In theory, this should be good news for Osborne as he seeks to counter perceptions that his austerity measures are "uncaring", and even better news for Republicans, especially as something like 42% of the American electorate self-identify as conservative. However, asObama's response to Mitt Romney's unfortunate remarks about the "47%" underlined, the perceived absence of empathy is a powerful weapon with which to browbeat a political opponent. Perhaps this is why, rather than defending his comments about the 47% on traditional conservative grounds, Romney spent the closing weeks of last year's campaign desperately trying to persuade voters that he was just as compassionate as Obama.

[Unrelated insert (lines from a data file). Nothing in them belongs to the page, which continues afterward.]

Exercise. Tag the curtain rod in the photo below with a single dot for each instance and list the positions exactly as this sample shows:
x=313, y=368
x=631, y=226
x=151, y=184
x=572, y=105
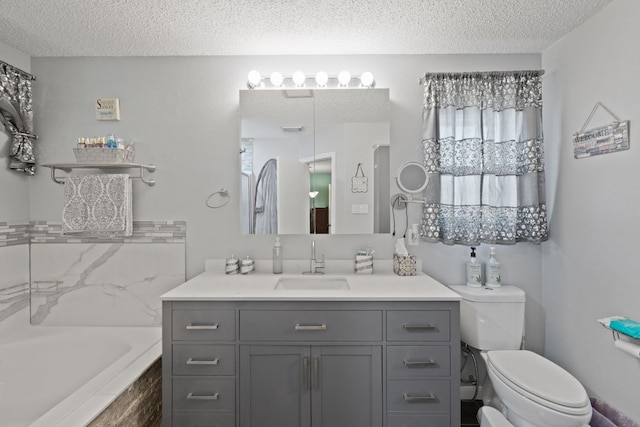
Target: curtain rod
x=29, y=75
x=486, y=73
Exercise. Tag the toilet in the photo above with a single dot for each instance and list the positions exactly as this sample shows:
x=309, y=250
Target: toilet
x=522, y=389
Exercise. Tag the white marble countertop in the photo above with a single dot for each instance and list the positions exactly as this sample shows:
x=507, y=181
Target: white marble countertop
x=382, y=285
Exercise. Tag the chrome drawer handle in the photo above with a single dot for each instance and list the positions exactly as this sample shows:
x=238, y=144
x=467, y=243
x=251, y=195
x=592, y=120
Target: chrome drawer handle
x=417, y=328
x=214, y=396
x=192, y=361
x=192, y=327
x=419, y=399
x=419, y=363
x=299, y=327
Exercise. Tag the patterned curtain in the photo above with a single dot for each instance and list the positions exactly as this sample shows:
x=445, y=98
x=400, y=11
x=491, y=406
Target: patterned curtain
x=17, y=117
x=483, y=148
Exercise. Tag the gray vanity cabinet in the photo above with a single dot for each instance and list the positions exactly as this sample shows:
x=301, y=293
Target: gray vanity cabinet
x=311, y=363
x=309, y=386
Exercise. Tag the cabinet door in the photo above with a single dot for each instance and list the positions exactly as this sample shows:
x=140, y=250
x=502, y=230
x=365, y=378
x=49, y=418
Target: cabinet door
x=274, y=386
x=346, y=384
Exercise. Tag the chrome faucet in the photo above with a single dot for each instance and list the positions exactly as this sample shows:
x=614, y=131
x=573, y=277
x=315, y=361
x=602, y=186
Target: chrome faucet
x=315, y=266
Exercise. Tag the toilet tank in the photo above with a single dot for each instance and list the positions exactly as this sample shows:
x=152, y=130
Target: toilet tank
x=491, y=318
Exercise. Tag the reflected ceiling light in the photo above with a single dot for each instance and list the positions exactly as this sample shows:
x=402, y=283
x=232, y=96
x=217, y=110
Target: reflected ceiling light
x=254, y=79
x=276, y=79
x=344, y=77
x=366, y=80
x=322, y=78
x=292, y=128
x=299, y=78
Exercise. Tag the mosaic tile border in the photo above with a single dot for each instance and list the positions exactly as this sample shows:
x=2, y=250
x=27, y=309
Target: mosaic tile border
x=143, y=232
x=14, y=234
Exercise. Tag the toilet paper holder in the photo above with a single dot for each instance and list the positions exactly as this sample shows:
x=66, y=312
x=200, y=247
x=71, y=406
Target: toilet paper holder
x=629, y=344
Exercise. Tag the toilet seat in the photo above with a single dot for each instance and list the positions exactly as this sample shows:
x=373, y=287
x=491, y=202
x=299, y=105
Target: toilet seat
x=539, y=380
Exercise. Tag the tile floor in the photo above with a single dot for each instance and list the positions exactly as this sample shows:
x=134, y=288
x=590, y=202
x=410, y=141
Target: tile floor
x=468, y=413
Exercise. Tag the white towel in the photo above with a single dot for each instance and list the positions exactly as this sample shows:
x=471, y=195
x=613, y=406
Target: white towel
x=98, y=204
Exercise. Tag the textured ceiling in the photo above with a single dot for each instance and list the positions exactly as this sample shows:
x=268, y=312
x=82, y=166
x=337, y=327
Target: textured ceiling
x=287, y=27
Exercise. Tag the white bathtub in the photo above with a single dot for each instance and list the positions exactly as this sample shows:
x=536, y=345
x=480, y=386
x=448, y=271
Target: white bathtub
x=65, y=376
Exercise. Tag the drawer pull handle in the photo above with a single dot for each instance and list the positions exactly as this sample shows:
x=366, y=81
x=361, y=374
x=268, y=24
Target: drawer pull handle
x=305, y=373
x=192, y=361
x=192, y=327
x=418, y=363
x=419, y=399
x=299, y=327
x=418, y=328
x=214, y=396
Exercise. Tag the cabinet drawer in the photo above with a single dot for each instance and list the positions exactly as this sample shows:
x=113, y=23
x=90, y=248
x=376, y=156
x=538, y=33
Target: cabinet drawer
x=418, y=325
x=419, y=396
x=204, y=325
x=204, y=420
x=204, y=394
x=204, y=359
x=418, y=361
x=313, y=325
x=418, y=421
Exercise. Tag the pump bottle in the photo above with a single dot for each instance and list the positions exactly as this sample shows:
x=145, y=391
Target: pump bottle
x=493, y=270
x=474, y=271
x=277, y=257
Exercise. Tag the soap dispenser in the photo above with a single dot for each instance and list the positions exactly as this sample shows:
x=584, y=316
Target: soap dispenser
x=474, y=271
x=493, y=270
x=277, y=257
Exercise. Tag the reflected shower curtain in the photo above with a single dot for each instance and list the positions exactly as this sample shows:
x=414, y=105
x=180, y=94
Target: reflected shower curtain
x=265, y=216
x=483, y=147
x=17, y=117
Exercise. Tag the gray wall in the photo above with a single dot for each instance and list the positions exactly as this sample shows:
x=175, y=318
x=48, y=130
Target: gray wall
x=590, y=265
x=14, y=186
x=182, y=113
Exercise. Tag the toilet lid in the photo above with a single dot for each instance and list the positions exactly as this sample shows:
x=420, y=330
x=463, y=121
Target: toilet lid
x=539, y=379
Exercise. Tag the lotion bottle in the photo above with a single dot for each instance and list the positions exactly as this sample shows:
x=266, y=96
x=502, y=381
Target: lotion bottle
x=277, y=257
x=493, y=270
x=474, y=271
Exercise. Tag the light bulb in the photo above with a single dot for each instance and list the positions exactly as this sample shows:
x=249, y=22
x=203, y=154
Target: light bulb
x=276, y=79
x=299, y=78
x=344, y=78
x=254, y=78
x=322, y=78
x=366, y=79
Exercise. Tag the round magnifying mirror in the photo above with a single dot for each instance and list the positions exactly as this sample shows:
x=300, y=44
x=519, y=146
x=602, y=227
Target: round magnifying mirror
x=412, y=177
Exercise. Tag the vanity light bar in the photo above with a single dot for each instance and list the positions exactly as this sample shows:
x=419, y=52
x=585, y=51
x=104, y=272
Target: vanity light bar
x=299, y=80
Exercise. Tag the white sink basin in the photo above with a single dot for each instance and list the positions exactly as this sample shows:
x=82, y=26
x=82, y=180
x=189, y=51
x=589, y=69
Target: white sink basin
x=312, y=283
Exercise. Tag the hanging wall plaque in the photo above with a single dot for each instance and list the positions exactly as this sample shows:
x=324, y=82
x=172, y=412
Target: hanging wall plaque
x=359, y=184
x=601, y=140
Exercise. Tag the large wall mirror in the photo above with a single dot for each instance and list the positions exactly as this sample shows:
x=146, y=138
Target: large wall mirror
x=315, y=161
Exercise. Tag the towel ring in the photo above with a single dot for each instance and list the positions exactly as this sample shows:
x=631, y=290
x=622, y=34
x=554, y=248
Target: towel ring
x=223, y=193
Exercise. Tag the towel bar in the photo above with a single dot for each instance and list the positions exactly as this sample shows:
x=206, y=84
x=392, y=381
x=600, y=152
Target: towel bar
x=68, y=167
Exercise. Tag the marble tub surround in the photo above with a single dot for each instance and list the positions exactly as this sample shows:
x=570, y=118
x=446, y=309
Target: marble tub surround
x=71, y=388
x=383, y=285
x=14, y=286
x=102, y=284
x=139, y=405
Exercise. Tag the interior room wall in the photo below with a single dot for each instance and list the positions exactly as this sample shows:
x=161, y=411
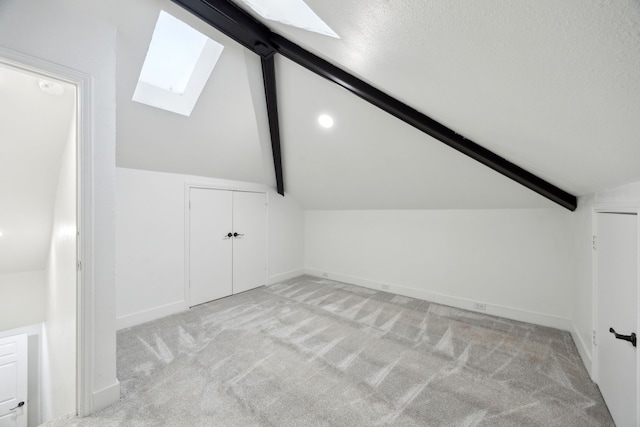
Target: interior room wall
x=49, y=30
x=515, y=262
x=22, y=302
x=150, y=244
x=59, y=329
x=582, y=293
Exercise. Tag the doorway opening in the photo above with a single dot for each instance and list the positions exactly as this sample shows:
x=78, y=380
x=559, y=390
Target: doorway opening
x=42, y=222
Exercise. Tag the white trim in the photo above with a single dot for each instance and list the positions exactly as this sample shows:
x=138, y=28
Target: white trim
x=84, y=199
x=106, y=396
x=619, y=208
x=31, y=330
x=147, y=315
x=622, y=208
x=583, y=349
x=286, y=276
x=542, y=319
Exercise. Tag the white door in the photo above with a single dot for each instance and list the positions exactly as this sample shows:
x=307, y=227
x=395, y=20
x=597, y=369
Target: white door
x=13, y=381
x=250, y=241
x=210, y=245
x=617, y=281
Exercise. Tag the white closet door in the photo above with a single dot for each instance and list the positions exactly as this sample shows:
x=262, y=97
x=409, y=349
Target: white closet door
x=210, y=247
x=250, y=245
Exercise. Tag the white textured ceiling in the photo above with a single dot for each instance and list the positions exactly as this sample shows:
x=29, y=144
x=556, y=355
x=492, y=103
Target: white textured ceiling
x=219, y=139
x=553, y=86
x=34, y=127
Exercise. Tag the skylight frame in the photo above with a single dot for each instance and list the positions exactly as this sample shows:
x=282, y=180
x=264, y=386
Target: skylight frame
x=180, y=94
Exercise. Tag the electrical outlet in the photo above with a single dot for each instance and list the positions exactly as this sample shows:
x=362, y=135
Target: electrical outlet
x=480, y=306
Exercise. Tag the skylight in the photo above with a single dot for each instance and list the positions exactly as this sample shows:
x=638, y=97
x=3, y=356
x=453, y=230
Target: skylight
x=291, y=12
x=178, y=64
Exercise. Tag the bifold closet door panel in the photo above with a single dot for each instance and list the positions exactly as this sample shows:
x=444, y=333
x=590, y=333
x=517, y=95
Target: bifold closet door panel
x=210, y=247
x=250, y=245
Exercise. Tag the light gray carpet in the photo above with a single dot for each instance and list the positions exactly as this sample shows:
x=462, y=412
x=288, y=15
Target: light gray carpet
x=312, y=352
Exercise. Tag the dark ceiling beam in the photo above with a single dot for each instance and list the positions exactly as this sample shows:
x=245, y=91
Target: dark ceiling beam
x=269, y=76
x=246, y=30
x=421, y=122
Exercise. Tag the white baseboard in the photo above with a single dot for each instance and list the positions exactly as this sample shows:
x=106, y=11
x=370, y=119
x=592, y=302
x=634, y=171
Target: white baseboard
x=467, y=304
x=106, y=396
x=583, y=349
x=150, y=314
x=285, y=276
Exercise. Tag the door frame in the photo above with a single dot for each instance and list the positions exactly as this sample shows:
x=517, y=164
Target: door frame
x=84, y=216
x=613, y=208
x=248, y=188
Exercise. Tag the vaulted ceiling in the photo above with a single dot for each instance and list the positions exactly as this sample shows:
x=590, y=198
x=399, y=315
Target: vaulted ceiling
x=552, y=86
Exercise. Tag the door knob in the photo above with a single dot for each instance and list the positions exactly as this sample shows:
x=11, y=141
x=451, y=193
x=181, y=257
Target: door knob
x=631, y=338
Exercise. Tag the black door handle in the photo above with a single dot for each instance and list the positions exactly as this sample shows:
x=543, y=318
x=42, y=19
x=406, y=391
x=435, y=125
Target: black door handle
x=19, y=405
x=631, y=338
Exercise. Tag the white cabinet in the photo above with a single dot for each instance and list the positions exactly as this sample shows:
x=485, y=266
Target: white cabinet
x=227, y=243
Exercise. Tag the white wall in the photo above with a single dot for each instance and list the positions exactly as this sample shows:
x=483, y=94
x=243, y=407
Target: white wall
x=583, y=304
x=22, y=302
x=59, y=330
x=34, y=348
x=514, y=261
x=52, y=31
x=150, y=244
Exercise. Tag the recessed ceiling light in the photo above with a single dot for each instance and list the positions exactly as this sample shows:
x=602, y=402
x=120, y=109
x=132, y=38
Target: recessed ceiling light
x=52, y=88
x=325, y=121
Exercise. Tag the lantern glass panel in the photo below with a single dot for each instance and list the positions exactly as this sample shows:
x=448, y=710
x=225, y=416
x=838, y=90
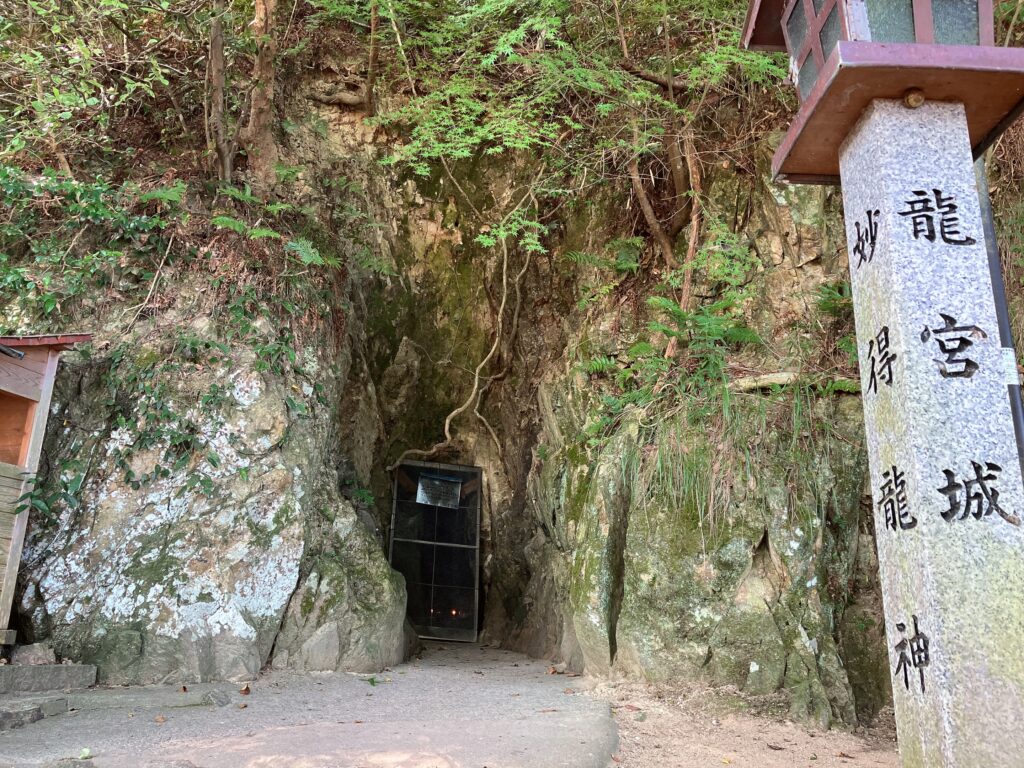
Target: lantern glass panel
x=808, y=75
x=830, y=32
x=797, y=28
x=891, y=20
x=955, y=22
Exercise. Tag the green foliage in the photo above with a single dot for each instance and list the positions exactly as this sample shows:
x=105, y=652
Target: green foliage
x=836, y=299
x=64, y=241
x=600, y=365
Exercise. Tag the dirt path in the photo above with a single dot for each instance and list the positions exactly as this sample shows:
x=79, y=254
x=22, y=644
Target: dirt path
x=671, y=727
x=457, y=707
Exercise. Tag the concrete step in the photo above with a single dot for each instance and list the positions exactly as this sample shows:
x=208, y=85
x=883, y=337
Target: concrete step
x=46, y=677
x=18, y=711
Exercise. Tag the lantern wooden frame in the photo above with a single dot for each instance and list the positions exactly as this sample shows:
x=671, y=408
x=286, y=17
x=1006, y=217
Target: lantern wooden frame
x=28, y=370
x=988, y=80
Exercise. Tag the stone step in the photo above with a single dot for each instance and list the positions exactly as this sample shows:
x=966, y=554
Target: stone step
x=18, y=711
x=46, y=677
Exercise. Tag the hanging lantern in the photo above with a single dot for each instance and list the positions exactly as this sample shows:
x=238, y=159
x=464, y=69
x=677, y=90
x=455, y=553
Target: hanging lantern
x=844, y=53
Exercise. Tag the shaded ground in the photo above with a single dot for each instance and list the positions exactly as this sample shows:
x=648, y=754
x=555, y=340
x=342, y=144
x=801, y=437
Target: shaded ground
x=458, y=706
x=673, y=727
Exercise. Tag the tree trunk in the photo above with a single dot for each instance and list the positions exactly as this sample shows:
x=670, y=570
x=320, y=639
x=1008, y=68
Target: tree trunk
x=217, y=85
x=372, y=59
x=258, y=136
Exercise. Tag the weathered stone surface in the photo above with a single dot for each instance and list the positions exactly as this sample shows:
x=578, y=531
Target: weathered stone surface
x=16, y=679
x=949, y=539
x=349, y=612
x=185, y=574
x=17, y=714
x=35, y=653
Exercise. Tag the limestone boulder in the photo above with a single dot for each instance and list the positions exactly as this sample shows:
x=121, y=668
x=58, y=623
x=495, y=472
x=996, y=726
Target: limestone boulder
x=348, y=613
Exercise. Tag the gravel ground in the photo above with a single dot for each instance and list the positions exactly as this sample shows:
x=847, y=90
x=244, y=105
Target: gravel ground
x=686, y=727
x=457, y=706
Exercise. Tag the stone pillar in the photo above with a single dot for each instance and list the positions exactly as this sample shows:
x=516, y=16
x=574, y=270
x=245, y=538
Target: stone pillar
x=946, y=472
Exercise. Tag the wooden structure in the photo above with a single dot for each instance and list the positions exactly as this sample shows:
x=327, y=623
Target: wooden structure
x=28, y=368
x=845, y=53
x=435, y=544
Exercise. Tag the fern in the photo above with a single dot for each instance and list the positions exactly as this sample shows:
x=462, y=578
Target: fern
x=229, y=222
x=600, y=365
x=258, y=232
x=305, y=252
x=243, y=196
x=171, y=194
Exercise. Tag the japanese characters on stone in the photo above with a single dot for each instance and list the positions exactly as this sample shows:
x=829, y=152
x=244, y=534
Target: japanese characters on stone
x=935, y=215
x=953, y=340
x=880, y=359
x=970, y=492
x=912, y=653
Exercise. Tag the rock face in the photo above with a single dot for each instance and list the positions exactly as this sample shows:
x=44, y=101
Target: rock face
x=345, y=613
x=184, y=570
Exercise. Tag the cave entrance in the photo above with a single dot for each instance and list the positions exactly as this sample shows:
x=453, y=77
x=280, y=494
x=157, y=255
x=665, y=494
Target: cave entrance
x=435, y=544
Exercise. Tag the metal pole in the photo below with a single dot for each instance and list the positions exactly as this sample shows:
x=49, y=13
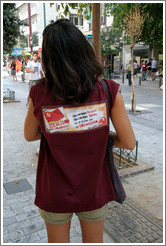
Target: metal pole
x=123, y=76
x=30, y=28
x=160, y=79
x=44, y=11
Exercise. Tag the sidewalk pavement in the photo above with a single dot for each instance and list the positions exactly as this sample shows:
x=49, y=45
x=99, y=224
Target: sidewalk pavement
x=22, y=222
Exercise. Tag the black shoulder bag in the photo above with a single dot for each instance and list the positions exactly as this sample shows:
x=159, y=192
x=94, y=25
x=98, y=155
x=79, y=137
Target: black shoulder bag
x=117, y=184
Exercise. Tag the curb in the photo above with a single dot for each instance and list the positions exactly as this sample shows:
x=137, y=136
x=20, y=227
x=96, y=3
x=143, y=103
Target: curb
x=134, y=170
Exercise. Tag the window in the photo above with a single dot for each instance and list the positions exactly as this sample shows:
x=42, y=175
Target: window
x=78, y=21
x=35, y=39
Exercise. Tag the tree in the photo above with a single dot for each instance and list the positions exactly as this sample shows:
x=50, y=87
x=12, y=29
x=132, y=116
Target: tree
x=133, y=28
x=152, y=32
x=11, y=27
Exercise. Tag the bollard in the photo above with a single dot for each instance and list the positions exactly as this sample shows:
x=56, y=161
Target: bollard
x=123, y=76
x=160, y=79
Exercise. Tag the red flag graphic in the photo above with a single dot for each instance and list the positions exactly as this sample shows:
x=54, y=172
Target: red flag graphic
x=53, y=115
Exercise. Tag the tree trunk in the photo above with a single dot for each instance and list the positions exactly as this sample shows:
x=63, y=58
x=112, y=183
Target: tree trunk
x=96, y=29
x=155, y=53
x=133, y=101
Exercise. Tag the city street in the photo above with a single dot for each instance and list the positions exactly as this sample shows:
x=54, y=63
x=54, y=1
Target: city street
x=22, y=223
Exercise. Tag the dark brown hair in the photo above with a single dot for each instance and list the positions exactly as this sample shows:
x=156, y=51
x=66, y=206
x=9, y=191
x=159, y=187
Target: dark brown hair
x=69, y=62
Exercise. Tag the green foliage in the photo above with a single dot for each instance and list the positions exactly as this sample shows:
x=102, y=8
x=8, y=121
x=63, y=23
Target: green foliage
x=84, y=9
x=110, y=38
x=152, y=33
x=11, y=27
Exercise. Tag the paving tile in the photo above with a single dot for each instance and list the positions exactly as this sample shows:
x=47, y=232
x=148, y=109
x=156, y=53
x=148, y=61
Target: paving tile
x=132, y=228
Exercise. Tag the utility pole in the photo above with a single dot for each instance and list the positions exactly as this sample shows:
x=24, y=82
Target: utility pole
x=44, y=11
x=30, y=28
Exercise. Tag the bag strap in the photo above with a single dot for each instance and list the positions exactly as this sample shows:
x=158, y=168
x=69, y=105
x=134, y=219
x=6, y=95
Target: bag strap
x=105, y=86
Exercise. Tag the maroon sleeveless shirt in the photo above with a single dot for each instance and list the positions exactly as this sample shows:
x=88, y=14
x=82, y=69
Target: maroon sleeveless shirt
x=72, y=172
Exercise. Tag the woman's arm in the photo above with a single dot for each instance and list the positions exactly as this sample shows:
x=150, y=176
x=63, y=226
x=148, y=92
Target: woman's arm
x=124, y=136
x=31, y=126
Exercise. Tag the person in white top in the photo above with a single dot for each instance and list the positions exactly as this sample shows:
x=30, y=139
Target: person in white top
x=35, y=70
x=154, y=68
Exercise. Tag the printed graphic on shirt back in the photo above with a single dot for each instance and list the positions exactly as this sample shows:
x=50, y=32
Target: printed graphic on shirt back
x=81, y=118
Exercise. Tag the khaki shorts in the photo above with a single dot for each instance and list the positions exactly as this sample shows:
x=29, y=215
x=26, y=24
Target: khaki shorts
x=62, y=218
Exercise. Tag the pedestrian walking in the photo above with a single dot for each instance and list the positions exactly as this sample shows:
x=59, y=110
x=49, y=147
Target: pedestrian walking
x=144, y=68
x=135, y=68
x=128, y=70
x=149, y=69
x=68, y=112
x=34, y=69
x=154, y=68
x=13, y=70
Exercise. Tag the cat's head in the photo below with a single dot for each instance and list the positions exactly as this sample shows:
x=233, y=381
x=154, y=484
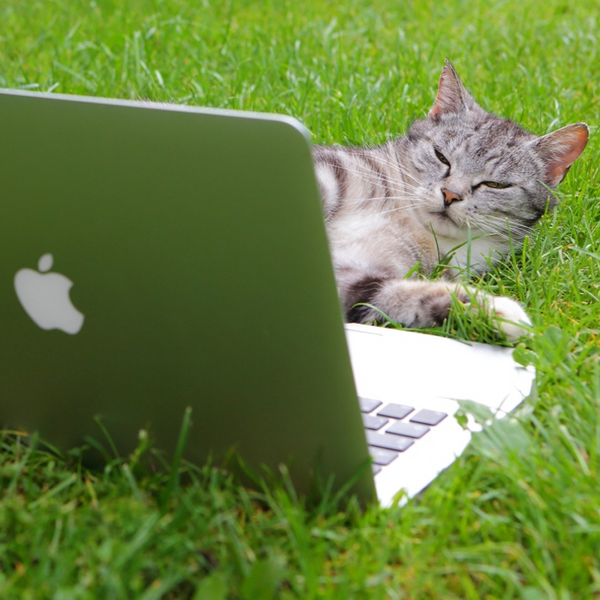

Even before hurricane Sandy upset the candidates' campaign plans, however, that was not an argument that carried much weight with the undecideds and, following the pictures ofObama embracing the victims of the storm damage in New Jersey, it was pretty much game, set and match to the incumbent.
Indeed, if there is a lesson to be drawn from the 2012 presidential election, it is that empathy is here to stay and that where candidates once talked about "the economy, stupid" they would now be well-advised to use a different E-word.

Altruistic punishers: when it feels good to act cruelly

Empathy is not the only "moral emotion" that is enjoying a renaissance thanks to social neuroscience. Scientists have also been probing the biological processes involved in trust and altruism.
One theory is that when we empathise oxytocin and other chemicals flood the brain's pleasure centres, resulting in a "warm glow" effect. Similar surges occur when people are asked to play economic exchange games designed to elicit trust.
According to neuroeconomists such as Paul Zak, this suggests that empathy and trust are two sides of the same adaptive response – the idea being that our brains have evolved so that it literally feels good to empathise and to trust people.
Primatologists such as Frans de Waal believe that altruism may be the result of similar selection pressures. Spontaneous assistance has long been observed in apes, hence the adoption of orphans by wild male chimpanzees who may devote years of costly care to unrelated juveniles. And, as the Chicago experiment illustrates, rats also exhibit similar altruistic behaviour without their altruism being repaid.
In the case of humans, altruism is more complicated as over the course of a lifetime we will co-operate with thousands of genetically unrelated strangers with whom we are unlikely to interact again. In such societies, the advantages of forming a good reputation are minimal. At the same time, it is easy for unscrupulous individuals, known as "free-riders", to exploit the "trusting" instincts of the majority.
To explains this, neuroeconomists posit that a unique form of co-operation has evolved in human societies in which social norms are learned, co-operators are altruistically rewarded and free-riders are altruistically punished.
This theory is supported by studies of economic role-playing games in which punishment is used to motivate two players to co-operate and a failure to show and reciprocate altruism leaves both players worse off.
However, such games also pose a problem for the notion that humans are hard-wired for pro-sociality and morality as brain scans of altruisitic punishers show that they both empathise with the free-rider and take an active pleasure in his or her punishment. In other words, as anyone who has experienced schadenfreude knows, sometimes it feels good to act cruelly.